I’ve sat through my share of corporate workshops and training, in the US as well as here in Peru. Some I found valuable, others less so, but at the school where I teach we had a workshop this weekend that took the cake in a bad, bad way.
It was long – 8 hours with no more than 1 hour of interaction, the remaining 7 hours you sat and listened. It was in Spanish – knowing full well there were several gringos in the audience (including me) whose Spanish ranges from mediocre to non-existent. It was boring – by the end of the day even the Directors of the school looked exasperated. No schedule – There’s never a schedule for our academic meetings, you just sit and wait for whatever comes next.
A friend of mine said “It’s like a D-version of Dr. Phil.”
It was offensive and demeaning. The parts I did understand were about psycho-analyzing yourself, but in a very “in-your-face, you’re life is all bad, let me tell you how to live” kind of way. The facilitator yelled at grown adults like they were kindergartners.
To top it all of this workshop was held at the Royal Inca Hotel in Pisaq, an absolutely beautiful place with outdoor recreation facilities and a spa. The weather was beautiful… yet we spent the better part of the day inside listening to a condescending fool.
I usually skip the mandatory -yet unpaid – monthly academic meetings, but I thought I’d sign up for this one since it was supposed to be a fun weekend to get to know each other.
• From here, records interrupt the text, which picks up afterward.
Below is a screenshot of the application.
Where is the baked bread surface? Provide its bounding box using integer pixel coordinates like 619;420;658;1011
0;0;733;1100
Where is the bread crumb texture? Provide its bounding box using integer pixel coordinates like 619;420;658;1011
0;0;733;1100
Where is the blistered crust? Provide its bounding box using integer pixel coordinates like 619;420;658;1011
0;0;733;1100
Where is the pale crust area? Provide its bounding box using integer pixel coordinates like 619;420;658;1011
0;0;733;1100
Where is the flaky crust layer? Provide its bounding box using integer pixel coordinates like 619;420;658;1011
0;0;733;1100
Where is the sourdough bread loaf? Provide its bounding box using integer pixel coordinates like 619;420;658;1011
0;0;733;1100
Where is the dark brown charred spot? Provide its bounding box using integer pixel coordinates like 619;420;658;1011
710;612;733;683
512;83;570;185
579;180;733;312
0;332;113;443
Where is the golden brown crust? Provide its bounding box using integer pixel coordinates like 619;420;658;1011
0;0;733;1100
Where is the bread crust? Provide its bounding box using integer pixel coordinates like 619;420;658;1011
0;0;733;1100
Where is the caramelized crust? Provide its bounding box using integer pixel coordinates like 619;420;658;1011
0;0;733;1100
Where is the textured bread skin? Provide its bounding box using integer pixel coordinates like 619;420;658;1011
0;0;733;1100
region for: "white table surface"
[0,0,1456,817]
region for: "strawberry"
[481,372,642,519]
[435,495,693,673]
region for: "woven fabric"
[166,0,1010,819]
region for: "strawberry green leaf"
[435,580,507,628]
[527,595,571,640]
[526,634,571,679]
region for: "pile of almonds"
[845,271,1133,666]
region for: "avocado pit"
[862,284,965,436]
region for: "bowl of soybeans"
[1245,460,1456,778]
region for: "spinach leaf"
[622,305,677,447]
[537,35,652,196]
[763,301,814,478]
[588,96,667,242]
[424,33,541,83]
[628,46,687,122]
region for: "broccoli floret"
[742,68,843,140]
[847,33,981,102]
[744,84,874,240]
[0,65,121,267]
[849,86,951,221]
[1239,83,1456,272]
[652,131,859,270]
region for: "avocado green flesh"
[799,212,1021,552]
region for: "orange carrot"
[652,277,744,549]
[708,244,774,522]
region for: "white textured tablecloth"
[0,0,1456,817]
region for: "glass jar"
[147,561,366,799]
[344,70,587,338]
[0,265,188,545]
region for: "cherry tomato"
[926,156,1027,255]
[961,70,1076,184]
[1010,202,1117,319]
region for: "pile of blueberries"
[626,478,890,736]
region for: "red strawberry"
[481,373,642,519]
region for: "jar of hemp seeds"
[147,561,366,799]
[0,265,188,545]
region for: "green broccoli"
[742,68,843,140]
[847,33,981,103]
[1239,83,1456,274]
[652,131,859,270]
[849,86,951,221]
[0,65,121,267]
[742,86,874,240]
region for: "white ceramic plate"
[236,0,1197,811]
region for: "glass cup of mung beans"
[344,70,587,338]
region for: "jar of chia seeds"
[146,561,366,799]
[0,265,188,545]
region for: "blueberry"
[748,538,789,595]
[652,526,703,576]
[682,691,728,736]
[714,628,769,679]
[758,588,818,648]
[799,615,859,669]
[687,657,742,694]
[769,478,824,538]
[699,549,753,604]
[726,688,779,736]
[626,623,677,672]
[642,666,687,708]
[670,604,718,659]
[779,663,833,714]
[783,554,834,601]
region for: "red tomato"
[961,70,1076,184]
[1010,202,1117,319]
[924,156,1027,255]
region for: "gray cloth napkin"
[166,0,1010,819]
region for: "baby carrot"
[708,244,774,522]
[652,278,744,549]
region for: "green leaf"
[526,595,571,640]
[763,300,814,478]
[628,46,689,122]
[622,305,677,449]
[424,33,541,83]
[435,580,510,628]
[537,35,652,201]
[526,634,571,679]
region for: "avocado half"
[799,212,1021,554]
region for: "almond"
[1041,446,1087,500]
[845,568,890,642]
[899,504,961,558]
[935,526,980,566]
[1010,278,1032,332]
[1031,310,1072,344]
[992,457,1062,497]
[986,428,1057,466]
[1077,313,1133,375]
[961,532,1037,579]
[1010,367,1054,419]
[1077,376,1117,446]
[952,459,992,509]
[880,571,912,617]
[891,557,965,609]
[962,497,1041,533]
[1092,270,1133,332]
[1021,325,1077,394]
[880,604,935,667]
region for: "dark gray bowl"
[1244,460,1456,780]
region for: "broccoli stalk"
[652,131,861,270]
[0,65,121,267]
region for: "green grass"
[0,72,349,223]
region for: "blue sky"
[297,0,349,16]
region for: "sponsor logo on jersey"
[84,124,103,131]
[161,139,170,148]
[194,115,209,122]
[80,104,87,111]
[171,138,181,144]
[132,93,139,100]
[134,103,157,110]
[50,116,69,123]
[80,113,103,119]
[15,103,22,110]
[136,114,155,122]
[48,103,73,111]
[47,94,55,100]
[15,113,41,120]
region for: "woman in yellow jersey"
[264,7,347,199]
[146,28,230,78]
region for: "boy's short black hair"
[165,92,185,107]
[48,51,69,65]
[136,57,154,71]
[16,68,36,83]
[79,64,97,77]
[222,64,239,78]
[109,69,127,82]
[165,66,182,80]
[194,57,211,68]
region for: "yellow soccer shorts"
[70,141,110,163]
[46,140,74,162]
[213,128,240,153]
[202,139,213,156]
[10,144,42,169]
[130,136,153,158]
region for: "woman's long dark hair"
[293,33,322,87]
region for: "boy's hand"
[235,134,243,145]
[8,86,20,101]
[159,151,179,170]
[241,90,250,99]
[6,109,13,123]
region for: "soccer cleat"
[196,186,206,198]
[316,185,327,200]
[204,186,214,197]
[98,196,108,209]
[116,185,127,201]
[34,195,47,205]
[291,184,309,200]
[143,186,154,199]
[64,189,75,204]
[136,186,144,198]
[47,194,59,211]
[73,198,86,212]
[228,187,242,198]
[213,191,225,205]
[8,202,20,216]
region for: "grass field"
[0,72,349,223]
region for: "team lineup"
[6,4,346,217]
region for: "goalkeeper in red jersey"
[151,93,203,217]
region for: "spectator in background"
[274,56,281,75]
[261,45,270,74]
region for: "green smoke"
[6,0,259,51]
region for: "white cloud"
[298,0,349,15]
The only fun part was when we took a break after lunch to check out the pool, although swimming an olympic size pool after drinking rum and coke was a bit tricky. That’s how bad it was… I resorted to drinking hard liquor in the middle of the day.
Unfortunately I don’t deal well with situations such as these, and I said some choice words as the day went on. I didn’t want to play the gringo card and leave, because I’m getting really disappointed at how our Peruvian teachers are treated, they don’t enjoy the same liberties us gringos do. Even though the school receives US taxpayer money, I would bet no US lawmaker would want their son or daughter to be treated like a Peruvian teacher here.
The plan was to stay overnight and “have fun” the next day, but I decided to skip out and head back to Cusco at night. I might have said things I would regret if I had stuck around to get drunk with the rest of the teachers and the Directors.